На перекрестках и по берегам Темзы раскачиваются с душераздирающим скрежетом железные клетки с трупами разбойников и пиратов. Ветер срывает с шестов головы казненных и с сухим стуком катит их под ноги прохожим... Лондонцы XVIII века были привычными к смертям и к казням.
Государство буржуазии и нового дворянства устанавливало свои законы...
Почти любое правонарушение — от мелкой кражи до пребывания в цыганском таборе — в то время в Англии каралось смертью. Несовершеннолетних для судей не было: в 1784 году к смертной казни был приговорен десятилетний мальчик, и кассационная комиссия утвердила приговор; в 1777 году к смерти приговорили четырнадцатилетнюю девочку, виновную лишь в том, что она по приказу своего хозяина-фальшивомонетчика спрятала несколько монет достоинством в один фартинг.
Но эти жестокие законы распространялись только на «низы» — аристократам все сходило с рук. Лорд-канцлер граф Мэнсфилд награбил, используя свое положение, столько, что его делом вынужден был заняться парламент. Но король поспешил выручить своего друга... Побочный сын лорда-канцлера однажды во главе ватаги пьяных джентльменов ворвался в кофейню и ни с того ни с сего проткнул шпагой первого попавшего мастерового. Убийцу, правда, признали виновным, но тут же помиловали — лондонские виселицы предназначались не для аристократов. Благоухающий духами убийца-аристократ приезжал на казнь в раззолоченной карете и смотрел, как к эшафоту ведут какого-нибудь простолюдина в лохмотьях, укравшего кусок хлеба или сукна.

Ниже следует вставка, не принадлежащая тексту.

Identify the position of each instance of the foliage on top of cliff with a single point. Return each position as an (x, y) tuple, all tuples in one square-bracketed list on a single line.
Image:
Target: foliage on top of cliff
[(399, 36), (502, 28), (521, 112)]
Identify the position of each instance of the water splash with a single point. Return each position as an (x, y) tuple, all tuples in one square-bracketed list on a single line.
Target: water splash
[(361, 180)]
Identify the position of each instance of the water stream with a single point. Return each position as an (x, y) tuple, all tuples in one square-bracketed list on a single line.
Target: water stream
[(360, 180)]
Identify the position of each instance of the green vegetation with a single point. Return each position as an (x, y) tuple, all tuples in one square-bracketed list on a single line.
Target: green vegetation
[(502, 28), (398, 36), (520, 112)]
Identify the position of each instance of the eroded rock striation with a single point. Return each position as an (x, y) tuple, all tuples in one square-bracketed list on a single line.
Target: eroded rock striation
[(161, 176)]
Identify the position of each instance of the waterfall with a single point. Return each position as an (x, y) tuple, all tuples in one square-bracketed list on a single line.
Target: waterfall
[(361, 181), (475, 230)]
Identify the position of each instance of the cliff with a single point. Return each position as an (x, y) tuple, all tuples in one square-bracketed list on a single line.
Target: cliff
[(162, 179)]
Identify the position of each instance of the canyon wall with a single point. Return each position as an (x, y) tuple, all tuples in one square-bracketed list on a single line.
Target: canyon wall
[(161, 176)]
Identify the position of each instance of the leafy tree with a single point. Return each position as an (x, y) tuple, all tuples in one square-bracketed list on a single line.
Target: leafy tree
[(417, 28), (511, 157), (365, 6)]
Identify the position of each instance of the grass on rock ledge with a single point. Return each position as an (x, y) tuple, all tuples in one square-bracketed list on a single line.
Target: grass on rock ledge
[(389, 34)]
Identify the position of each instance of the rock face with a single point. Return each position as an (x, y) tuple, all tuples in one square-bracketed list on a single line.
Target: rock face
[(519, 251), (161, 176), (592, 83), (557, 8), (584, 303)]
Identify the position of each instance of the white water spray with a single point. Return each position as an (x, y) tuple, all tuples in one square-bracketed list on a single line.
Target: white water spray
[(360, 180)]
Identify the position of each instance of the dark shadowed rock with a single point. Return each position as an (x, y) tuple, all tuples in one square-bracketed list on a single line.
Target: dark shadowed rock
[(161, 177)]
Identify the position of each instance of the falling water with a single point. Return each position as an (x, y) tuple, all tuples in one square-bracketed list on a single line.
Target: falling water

Некоего Джона Рассела приговорили за уличный грабеж к виселице. Но уже в тюрьме он получил по завещанию крупное поместье и тут же был помилован.
...16 ноября 1724 года в Тайберне — специально отведенном для казни месте — был повешен Джек Шепард, двадцати двух лет от роду, у которого не было поместья...
Грехопадение. Первые два побега
...До двадцати одного года Джеку сравнительно везло.
Родители не выбросили его на улицу и не сплавили на воспитание какой-нибудь вечно пьяной приходской няньке, которая скорей всего отдала бы его напрокат базарным нищим за несколько пенсов в день, предварительно изуродовав мальчику лицо. До шести лет Джек рос в семье — полунищей, ютящейся в вонючей каморке, которая, впрочем, ничем не отличалась от тысяч и тысяч других каморок лондонских трущоб, но все-таки в семье. После смерти отца Джека приютил торговец тканями Нибоун, который неплохо относился к мальчику и даже обучил его грамоте. А когда Джеку исполнилось 15 лет, его отдали в ученье к плотнику.
Грехопадение Шепарда началось в таверне «Черный лев».
Владелец этого заведения Джозеф Хайнд пользовался дурной славой даже в те времена, когда слово «трактирщик» означало, что если человек не преступник, то по крайней мере вместилище многих пороков.
Избрав своей жертвой Шепарда, Хайнд всячески поощрял его роман с некоей Бесс, девицей поведения отчаянного и характера неумеренного. И вот однажды, ремонтируя дом богатого торговца, Шепард украл две серебряные ложки. Ложки он продал, деньги потратил на Бесс и вскоре забыл о своем проступке — плотничал, работал маляром, и заработка его, правда, с грехом пополам, но в общем-то хватало и на Бесс и на кусок хлеба в сутки.